Rosen Law Firm's investigation focuses on whether Strategy and executives made materially misleading statements about the company's Bitcoin treasury strategy, business operations, and profitability. Translation: did they oversell the brilliance of leveraging corporate debt to buy Bitcoin while underselling what happens when Bitcoin doesn't go straight up forever?
"The investigation could trigger broader scrutiny of corporate Bitcoin strategies, potentially affecting market stability and investor confidence."
Here's where it gets interesting. Saylor appeared at Bitcoin 2026 calling STRC "digital credit" and suggested he might actually sell some Bitcoin. This is the same Michael Saylor who turned "buy Bitcoin with corporate treasury" into a personality cult. For him to hint at sales is like the Pope suggesting maybe Sunday Mass is optional.
Arkham Intelligence notes that Saylor faces no immediate forced-sale crisis, which is technically true but misses the point. The crisis isn't mechanical liquidation. The crisis is that the market no longer believes the story.
The real pressure points:
- STRC dividend snapshot is one week away with the stock 25% underwater
- Bonds trading below par signal credit market skepticism
- Legal investigation creates disclosure risk that could accelerate selling
Strategy is now prioritizing debt buybacks over Bitcoin accumulation, which is corporate finance speak for "we're worried about our balance sheet more than our meme stock narrative." That's the shift. From offense to defense.
The broader implication here isn't about one company's overleveraged Bitcoin bet. It's about what happens when corporate treasury strategies become indistinguishable from directional trading. Strategy didn't just buy Bitcoin. They financialized it, leveraged it, and turned it into a recursive capital structure where the stock price feeds the Bitcoin buying feeds the stock price.
The Implication
If you hold Strategy securities, pay attention to the Rosen investigation timeline. Class actions move slowly, but discovery moves facts into public view. If there were material omissions about downside risk or liquidity scenarios, they'll surface.
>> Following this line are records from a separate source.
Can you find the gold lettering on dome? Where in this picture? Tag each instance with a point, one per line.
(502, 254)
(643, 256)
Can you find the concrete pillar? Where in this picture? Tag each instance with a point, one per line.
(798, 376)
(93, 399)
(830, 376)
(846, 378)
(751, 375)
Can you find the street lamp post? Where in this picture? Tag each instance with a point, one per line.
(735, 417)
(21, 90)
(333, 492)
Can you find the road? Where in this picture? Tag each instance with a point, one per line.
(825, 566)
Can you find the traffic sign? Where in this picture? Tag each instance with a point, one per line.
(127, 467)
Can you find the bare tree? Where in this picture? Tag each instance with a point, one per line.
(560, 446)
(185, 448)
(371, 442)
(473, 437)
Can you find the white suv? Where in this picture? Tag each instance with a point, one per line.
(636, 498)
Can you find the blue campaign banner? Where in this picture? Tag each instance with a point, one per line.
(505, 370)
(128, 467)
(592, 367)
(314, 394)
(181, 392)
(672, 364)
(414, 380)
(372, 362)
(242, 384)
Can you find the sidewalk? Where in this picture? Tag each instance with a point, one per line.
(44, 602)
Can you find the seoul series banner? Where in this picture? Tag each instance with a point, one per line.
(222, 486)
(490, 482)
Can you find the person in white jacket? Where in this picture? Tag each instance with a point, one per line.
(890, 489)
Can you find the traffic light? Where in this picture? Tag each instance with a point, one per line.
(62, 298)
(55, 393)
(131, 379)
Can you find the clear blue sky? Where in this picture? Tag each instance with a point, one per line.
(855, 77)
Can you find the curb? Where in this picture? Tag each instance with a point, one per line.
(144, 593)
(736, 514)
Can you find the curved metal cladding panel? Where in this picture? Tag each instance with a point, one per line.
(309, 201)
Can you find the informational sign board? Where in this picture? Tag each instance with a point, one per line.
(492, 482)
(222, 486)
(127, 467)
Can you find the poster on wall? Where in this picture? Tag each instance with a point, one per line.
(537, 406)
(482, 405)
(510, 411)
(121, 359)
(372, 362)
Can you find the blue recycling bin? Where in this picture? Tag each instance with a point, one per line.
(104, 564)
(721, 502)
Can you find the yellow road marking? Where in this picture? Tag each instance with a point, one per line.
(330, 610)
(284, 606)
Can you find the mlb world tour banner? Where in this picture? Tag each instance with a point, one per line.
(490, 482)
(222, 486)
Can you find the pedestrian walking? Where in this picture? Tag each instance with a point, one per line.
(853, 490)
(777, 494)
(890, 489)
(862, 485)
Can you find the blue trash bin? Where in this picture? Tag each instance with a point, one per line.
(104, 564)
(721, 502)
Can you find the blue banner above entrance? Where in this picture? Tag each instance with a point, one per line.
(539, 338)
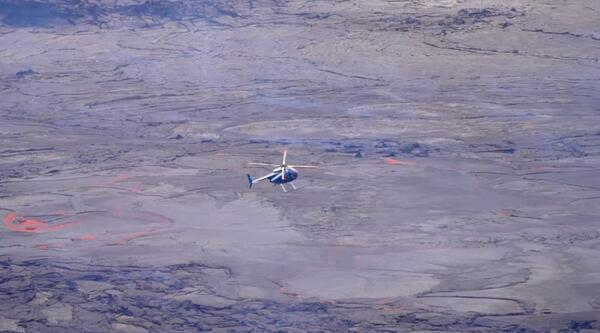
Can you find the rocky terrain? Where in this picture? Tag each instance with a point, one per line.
(458, 143)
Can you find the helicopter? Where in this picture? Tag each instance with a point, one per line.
(282, 174)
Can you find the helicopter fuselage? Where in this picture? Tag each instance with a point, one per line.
(290, 176)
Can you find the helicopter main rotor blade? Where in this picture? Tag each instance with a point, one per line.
(304, 166)
(263, 164)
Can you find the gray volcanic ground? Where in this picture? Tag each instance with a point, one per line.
(459, 145)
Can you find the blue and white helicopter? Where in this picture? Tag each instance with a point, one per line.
(283, 173)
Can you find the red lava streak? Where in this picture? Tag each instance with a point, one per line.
(30, 225)
(393, 161)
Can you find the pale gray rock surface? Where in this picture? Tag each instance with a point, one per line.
(459, 143)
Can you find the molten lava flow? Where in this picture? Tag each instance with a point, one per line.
(30, 225)
(393, 161)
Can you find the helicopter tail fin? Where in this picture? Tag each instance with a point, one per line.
(250, 180)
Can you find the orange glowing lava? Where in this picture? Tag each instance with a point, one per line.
(393, 161)
(12, 223)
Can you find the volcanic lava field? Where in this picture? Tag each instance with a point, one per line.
(458, 145)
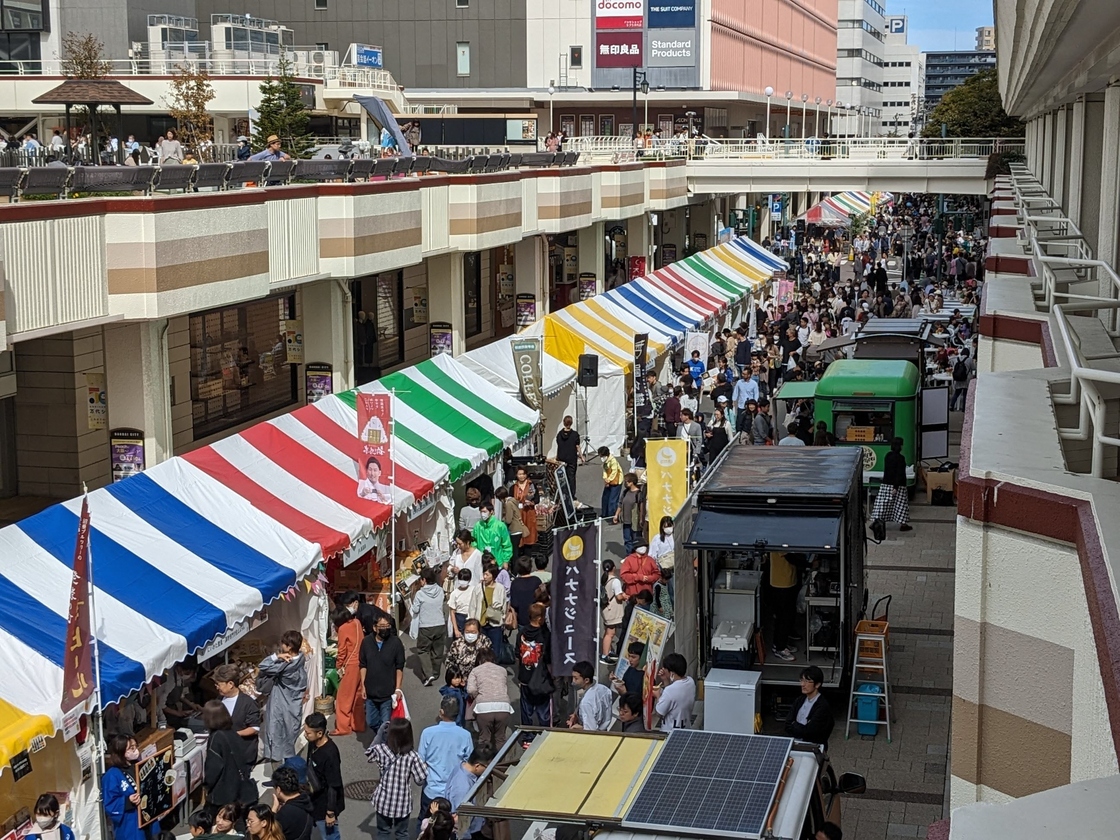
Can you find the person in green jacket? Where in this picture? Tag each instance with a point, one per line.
(491, 534)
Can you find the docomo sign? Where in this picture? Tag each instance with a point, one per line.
(618, 49)
(619, 15)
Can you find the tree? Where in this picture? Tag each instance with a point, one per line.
(187, 102)
(84, 56)
(973, 109)
(282, 113)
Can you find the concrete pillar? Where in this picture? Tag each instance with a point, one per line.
(530, 261)
(1109, 222)
(1091, 162)
(1075, 166)
(447, 297)
(593, 253)
(138, 384)
(1047, 152)
(328, 328)
(1061, 162)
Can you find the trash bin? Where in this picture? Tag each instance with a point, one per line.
(867, 708)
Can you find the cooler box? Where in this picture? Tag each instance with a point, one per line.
(867, 708)
(730, 644)
(730, 701)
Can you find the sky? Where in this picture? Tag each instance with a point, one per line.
(931, 24)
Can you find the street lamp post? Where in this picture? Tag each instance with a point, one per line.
(768, 92)
(638, 80)
(552, 89)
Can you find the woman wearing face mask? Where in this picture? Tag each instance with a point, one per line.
(464, 651)
(119, 791)
(465, 602)
(662, 549)
(491, 534)
(46, 820)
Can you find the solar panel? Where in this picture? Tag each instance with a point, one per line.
(710, 783)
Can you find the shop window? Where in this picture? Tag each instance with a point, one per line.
(390, 318)
(239, 366)
(473, 294)
(864, 421)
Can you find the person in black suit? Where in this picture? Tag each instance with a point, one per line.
(243, 710)
(367, 614)
(811, 716)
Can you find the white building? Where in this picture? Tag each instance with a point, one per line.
(903, 81)
(860, 36)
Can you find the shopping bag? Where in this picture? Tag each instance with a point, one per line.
(400, 708)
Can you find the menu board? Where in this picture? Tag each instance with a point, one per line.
(155, 783)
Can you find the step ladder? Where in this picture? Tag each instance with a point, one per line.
(869, 668)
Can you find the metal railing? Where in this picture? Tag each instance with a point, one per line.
(876, 148)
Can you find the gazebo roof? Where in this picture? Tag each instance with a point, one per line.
(91, 92)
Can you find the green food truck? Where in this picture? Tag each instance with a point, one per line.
(867, 402)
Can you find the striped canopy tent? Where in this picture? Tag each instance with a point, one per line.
(193, 546)
(836, 211)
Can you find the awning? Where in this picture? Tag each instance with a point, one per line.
(494, 363)
(773, 532)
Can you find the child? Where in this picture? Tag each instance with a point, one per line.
(456, 687)
(437, 804)
(46, 820)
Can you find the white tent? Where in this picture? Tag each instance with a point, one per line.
(494, 363)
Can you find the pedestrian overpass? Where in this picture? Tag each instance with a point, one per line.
(895, 165)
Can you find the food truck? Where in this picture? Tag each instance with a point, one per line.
(867, 402)
(684, 784)
(805, 502)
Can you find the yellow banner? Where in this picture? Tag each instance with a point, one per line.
(666, 479)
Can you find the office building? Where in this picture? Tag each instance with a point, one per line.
(945, 71)
(860, 35)
(903, 81)
(986, 38)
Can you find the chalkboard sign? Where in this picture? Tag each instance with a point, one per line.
(155, 781)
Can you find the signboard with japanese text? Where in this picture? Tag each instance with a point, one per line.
(619, 15)
(77, 666)
(672, 14)
(618, 49)
(575, 608)
(374, 413)
(666, 479)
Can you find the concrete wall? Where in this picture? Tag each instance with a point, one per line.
(1028, 708)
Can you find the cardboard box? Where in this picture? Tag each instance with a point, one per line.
(939, 481)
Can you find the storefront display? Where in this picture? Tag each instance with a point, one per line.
(239, 363)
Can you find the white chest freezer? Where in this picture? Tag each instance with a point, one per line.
(730, 700)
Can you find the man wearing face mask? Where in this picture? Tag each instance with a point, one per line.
(381, 663)
(491, 534)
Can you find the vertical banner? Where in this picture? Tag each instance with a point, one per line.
(575, 609)
(643, 402)
(374, 413)
(526, 310)
(77, 666)
(96, 406)
(666, 479)
(440, 338)
(526, 361)
(126, 453)
(318, 381)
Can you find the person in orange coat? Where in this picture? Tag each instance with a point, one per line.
(640, 571)
(350, 707)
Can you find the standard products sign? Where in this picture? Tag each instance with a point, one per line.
(672, 47)
(619, 14)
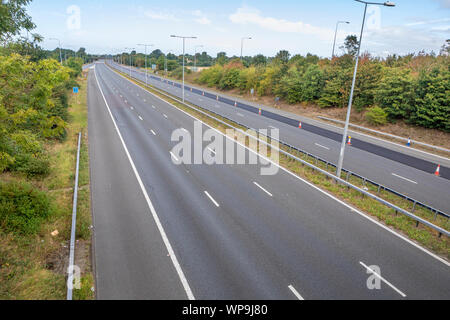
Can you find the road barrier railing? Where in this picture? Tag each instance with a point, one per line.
(387, 134)
(345, 182)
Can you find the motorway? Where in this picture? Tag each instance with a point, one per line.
(403, 173)
(167, 231)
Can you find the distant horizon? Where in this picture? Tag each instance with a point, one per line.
(296, 26)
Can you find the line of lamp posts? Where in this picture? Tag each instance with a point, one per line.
(344, 136)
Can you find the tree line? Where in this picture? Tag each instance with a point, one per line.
(414, 88)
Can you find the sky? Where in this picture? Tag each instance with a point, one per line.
(299, 26)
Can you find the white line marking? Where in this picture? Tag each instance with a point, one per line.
(295, 292)
(384, 280)
(212, 199)
(256, 184)
(404, 178)
(166, 241)
(398, 235)
(173, 156)
(319, 145)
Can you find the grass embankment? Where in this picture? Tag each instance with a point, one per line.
(35, 266)
(403, 224)
(399, 128)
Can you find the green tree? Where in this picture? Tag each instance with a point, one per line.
(432, 105)
(395, 93)
(351, 44)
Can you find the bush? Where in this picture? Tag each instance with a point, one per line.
(376, 116)
(22, 208)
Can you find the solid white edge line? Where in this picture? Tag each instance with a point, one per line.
(212, 199)
(173, 156)
(166, 241)
(295, 292)
(256, 184)
(409, 241)
(396, 175)
(384, 280)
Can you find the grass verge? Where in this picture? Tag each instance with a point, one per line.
(34, 267)
(422, 235)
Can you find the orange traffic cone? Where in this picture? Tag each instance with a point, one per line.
(437, 170)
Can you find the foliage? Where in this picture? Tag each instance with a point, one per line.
(376, 116)
(33, 108)
(413, 88)
(23, 208)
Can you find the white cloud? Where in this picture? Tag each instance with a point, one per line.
(246, 15)
(425, 22)
(161, 16)
(203, 20)
(201, 17)
(444, 3)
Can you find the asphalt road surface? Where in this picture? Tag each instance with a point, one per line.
(167, 231)
(403, 173)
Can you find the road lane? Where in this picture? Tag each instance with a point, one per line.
(433, 191)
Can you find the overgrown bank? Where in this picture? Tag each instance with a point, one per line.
(39, 123)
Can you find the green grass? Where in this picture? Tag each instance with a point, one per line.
(401, 223)
(25, 271)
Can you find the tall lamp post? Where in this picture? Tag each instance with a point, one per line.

More broadly, watch how other corporate Bitcoin treasuries react. Strategy was the template. If the template breaks, the copycats have to explain why their version won't break the same way. The era of "just buy Bitcoin with corporate cash and watch the stock price moon" is entering its stress test phase. The companies that survive will be the ones that actually generate cash flow and treat Bitcoin as treasury diversification, not as the entire business model.